L’EMDR si focalizza sul ricordo dell’esperienza traumatica ed è una metodologia completa che utilizza i movimenti oculari o altre forme di stimolazione alternata destro/sinistra per trattare disturbi legati direttamente a esperienze traumatiche o particolarmente stressanti dal punto di vista emotivo.

Dopo una o più sedute di EMDR, i ricordi disturbanti legati all’evento traumatico hanno una desensibilizzazione, perdono la loro carica emotiva negativa. Il cambiamento è molto rapido, indipendentemente dagli anni che sono passati dall’evento. L’immagine cambia nei contenuti e nel modo in cui si presenta, i pensieri intrusivi in genere si attutiscono o spariscono, diventando più adattivi dal punto di vista terapeutico e le emozioni e sensazioni fisiche si riducono di intensità. L’elaborazione dell’esperienza traumatica che avviene con l’EMDR permette al paziente, attraverso la desensibilizzazione e la ristrutturazione cognitiva che avviene, di cambiare prospettiva, cambiando le valutazioni cognitive su di sé, incorporando emozioni adeguate alla situazione oltre ad eliminare le reazioni fisiche. Questo permette, in ultima istanza, di adottare comportamenti più adattivi.

Si sente che veramente il ricordo dell’esperienza traumatica fa parte del passato e quindi viene vissuta in modo distaccato. I pazienti in genere riferiscono che, ripensando all’evento, lo vedono come un “ricordo lontano”, non più disturbante o pregnante dal punto di vista emotivo.

Dopo l’EMDR il paziente ricorda l’evento ma il contenuto è totalmente integrato in una prospettiva più adattiva. L’esperienza è usata in modo costruttivo dall’individuo ed è integrata in uno schema cognitivo ed emotivo positivo. Cioè il paziente realizza le connessioni di associazioni appropriate, quello che è utile è appreso ed immagazzinato con l’emozione corrispondente ed è disponibile per l’uso futuro. (Fonte: www.EMDR.it)
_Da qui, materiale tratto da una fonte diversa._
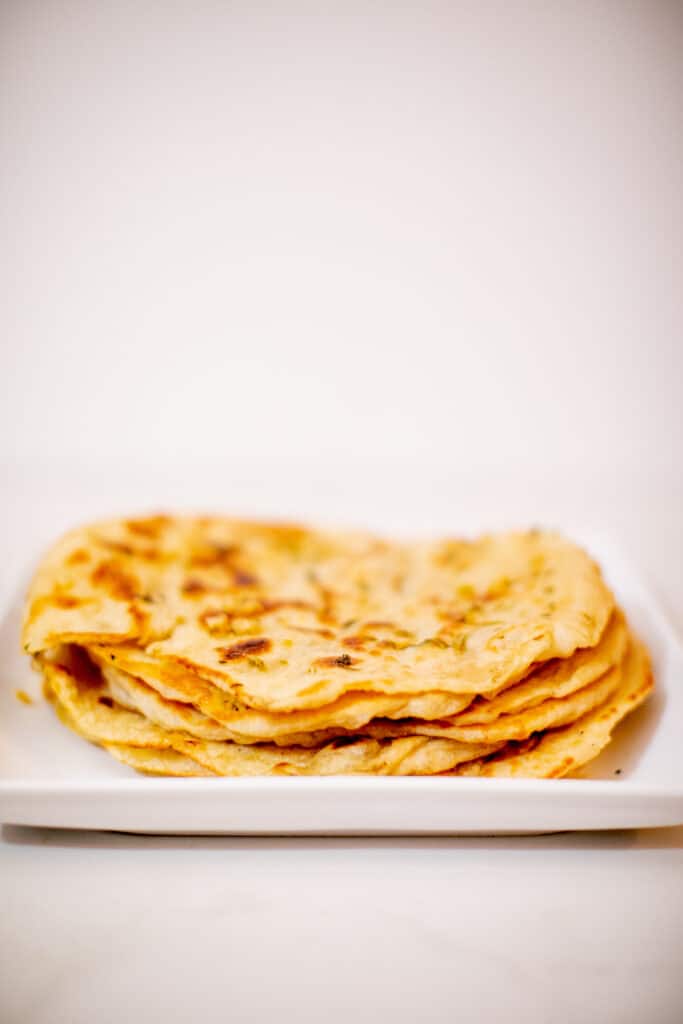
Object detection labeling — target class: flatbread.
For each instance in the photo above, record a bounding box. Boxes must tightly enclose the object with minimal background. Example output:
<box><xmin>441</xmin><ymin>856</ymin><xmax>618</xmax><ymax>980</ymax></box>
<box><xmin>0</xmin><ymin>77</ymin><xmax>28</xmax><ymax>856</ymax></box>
<box><xmin>87</xmin><ymin>645</ymin><xmax>472</xmax><ymax>742</ymax></box>
<box><xmin>450</xmin><ymin>609</ymin><xmax>629</xmax><ymax>726</ymax></box>
<box><xmin>38</xmin><ymin>648</ymin><xmax>496</xmax><ymax>775</ymax></box>
<box><xmin>358</xmin><ymin>666</ymin><xmax>622</xmax><ymax>743</ymax></box>
<box><xmin>103</xmin><ymin>743</ymin><xmax>215</xmax><ymax>778</ymax></box>
<box><xmin>24</xmin><ymin>516</ymin><xmax>613</xmax><ymax>712</ymax></box>
<box><xmin>454</xmin><ymin>641</ymin><xmax>653</xmax><ymax>778</ymax></box>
“lo spazio-tempo in cui la curiosità e la motivazione sono la lente con cui guardare a sé e alla vita: il desiderio di arricchimento personale, in tutti gli ambiti della vita, in cui anche l’errore è occasione di crescita”.

È un percorso per chi sente di vivere una vita più o meno in linea con le sue aspirazioni e i suoi pensieri, ma desidera conoscersi meglio, approfondire alcuni aspetti di sé e accettarsi nella sua unicità.

Attraverso un percorso tagliato su misura della persona, viene favorito un atteggiamento esplorativo e curioso verso se stessi con un ascolto attivo da parte dello psicologo e una relazione collaborativa; in particolare, si favorisce il proprio senso di autostima, autodeterminazione ed autoefficacia promuovendo uno sguardo di accettazione verso di sé, a ciò che di sé si percepisce come errato o non soddisfacente, e contemporaneamente verso ciò che è una risorsa e una competenza. Si impara ad avere uno sguardo “più aperto”, comprendere più profondamente risorse inascoltate, allargare i propri orizzonti, esplorare le alternative, ristrutturare le credenze “errate”, pianificare i propri obiettivi e le proprie azioni e agire nella quotidianità sperimentando i cambiamenti.

Poiché, anche se sembra paradossale, solo attraverso l’accettazione si può migliorare.